A study introduces weight refactorization and momentum reset for efficient pretraining of large language models, reducing memory usage by 25%. It evaluates recent strategies, emphasizing full-rankness in pre-training. Techniques like LoRA, Stable-spam, and Low-rank adapters enhance training and inference. Three papers at ICML and the Conference on Empirical Methods in NLP aim to improve model efficiency. "Badam" and "Scalable efficient training" propose memory-efficient and scalable methods, respectively.

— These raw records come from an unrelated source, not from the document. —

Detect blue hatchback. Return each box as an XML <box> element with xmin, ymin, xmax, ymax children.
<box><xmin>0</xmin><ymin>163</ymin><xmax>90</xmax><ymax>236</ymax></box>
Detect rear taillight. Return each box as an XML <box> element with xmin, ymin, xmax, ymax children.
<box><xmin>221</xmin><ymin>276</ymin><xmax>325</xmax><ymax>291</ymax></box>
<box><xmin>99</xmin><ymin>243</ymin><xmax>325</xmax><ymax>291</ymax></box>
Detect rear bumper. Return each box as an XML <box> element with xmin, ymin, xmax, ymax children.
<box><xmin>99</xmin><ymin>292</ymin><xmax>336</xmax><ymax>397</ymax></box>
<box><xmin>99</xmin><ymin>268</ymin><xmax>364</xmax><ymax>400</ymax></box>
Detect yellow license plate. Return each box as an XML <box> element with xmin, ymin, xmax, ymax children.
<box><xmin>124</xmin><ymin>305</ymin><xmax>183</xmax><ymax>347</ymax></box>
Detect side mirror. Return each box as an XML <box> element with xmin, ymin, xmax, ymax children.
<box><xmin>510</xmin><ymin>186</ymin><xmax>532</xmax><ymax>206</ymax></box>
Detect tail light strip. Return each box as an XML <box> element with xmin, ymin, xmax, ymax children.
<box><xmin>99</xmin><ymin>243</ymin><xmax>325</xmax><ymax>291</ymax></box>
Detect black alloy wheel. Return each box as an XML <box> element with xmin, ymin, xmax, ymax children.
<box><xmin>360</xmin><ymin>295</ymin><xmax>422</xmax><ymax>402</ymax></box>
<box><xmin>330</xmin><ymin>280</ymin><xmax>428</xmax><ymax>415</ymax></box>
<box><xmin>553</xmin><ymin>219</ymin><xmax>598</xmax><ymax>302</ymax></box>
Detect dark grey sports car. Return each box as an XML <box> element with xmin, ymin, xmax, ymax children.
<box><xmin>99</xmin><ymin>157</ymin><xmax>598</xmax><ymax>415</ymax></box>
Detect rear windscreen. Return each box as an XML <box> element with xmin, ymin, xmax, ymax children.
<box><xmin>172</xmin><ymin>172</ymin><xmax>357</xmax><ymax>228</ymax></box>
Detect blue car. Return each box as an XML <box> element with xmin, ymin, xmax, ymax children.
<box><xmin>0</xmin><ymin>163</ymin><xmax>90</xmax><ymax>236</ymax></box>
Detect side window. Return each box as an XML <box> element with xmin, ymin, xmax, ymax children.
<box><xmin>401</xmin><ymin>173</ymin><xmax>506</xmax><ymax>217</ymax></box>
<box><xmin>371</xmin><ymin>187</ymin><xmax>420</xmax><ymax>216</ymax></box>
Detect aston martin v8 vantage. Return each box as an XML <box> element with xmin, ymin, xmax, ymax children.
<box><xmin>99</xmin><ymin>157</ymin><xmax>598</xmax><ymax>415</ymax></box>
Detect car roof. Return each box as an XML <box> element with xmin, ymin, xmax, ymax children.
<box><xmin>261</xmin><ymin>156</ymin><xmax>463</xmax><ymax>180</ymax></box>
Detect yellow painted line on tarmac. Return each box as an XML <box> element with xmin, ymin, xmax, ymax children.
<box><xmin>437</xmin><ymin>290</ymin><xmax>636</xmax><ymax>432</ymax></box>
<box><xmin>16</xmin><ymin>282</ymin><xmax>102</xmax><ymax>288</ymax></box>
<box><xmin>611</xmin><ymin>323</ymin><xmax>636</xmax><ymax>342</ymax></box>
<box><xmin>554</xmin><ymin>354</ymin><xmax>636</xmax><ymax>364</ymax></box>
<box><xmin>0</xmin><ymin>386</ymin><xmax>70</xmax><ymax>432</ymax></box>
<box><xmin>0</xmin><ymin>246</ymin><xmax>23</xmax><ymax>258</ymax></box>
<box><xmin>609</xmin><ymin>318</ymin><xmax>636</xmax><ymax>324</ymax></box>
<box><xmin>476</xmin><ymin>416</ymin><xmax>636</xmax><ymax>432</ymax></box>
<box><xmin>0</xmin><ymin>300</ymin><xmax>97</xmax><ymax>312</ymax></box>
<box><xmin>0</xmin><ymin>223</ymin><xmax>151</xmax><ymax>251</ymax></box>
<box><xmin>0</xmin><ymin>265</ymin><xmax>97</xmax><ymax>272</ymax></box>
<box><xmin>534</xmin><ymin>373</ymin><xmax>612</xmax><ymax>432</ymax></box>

The text also discusses structural pruning, memory-efficient training, and compute-efficient optimization.

Introduction
Background
Overview of large language models and their challenges
Importance of efficient pretraining methods
Objective
To introduce and evaluate weight refactorization and momentum reset techniques for reducing memory usage in pretraining large language models
Method
Data Collection
Techniques for collecting data for pretraining
Data Preprocessing
Methods for preprocessing data to enhance model training
Weight Refactorization
Explanation of weight refactorization
Benefits and implementation details
Momentum Reset
Explanation of momentum reset
Benefits and implementation details
Recent Strategies Emphasizing Full-rankness
Overview of strategies focusing on full-rankness in pre-training
Evaluation of LoRA, Stable-spam, and Low-rank adapters
Papers at ICML and the Conference on Empirical Methods in NLP
Summary of three papers aiming to improve model efficiency
"Badam" and "Scalable efficient training" methods
Structural Pruning
Explanation of structural pruning techniques
Benefits and application in model optimization
Memory-Efficient Training
Overview of memory-efficient training methods
Compute-Efficient Optimization
Explanation of compute-efficient optimization techniques
Importance in enhancing model training speed and efficiency
Evaluation
Performance Metrics
Metrics used to evaluate the effectiveness of the proposed methods
Results
Detailed results of the evaluation, including memory usage reduction by 25%
Comparison with Existing Methods
Comparison of the proposed methods with existing techniques in terms of efficiency and performance
Conclusion
Summary of Findings
Recap of the key findings and improvements achieved
Future Work
Suggestions for further research and potential improvements
Implications
Discussion on the broader implications for the field of large language model pretraining
Basic info
papers
machine learning
artificial intelligence
Advanced features
Insights
How do weight refactorization and momentum reset contribute to reducing memory usage during the pretraining of large language models?
What memory-efficient and scalable methods are proposed by 'Badam' and 'Scalable efficient training' respectively, and how do they improve model efficiency?
Besides weight refactorization, what other techniques like structural pruning and compute-efficient optimization are discussed in the context of efficient pretraining?
What recent strategies, such as LoRA and Stable-spam, are evaluated for enhancing training and inference in large language models, and what is their emphasis on full-rankness?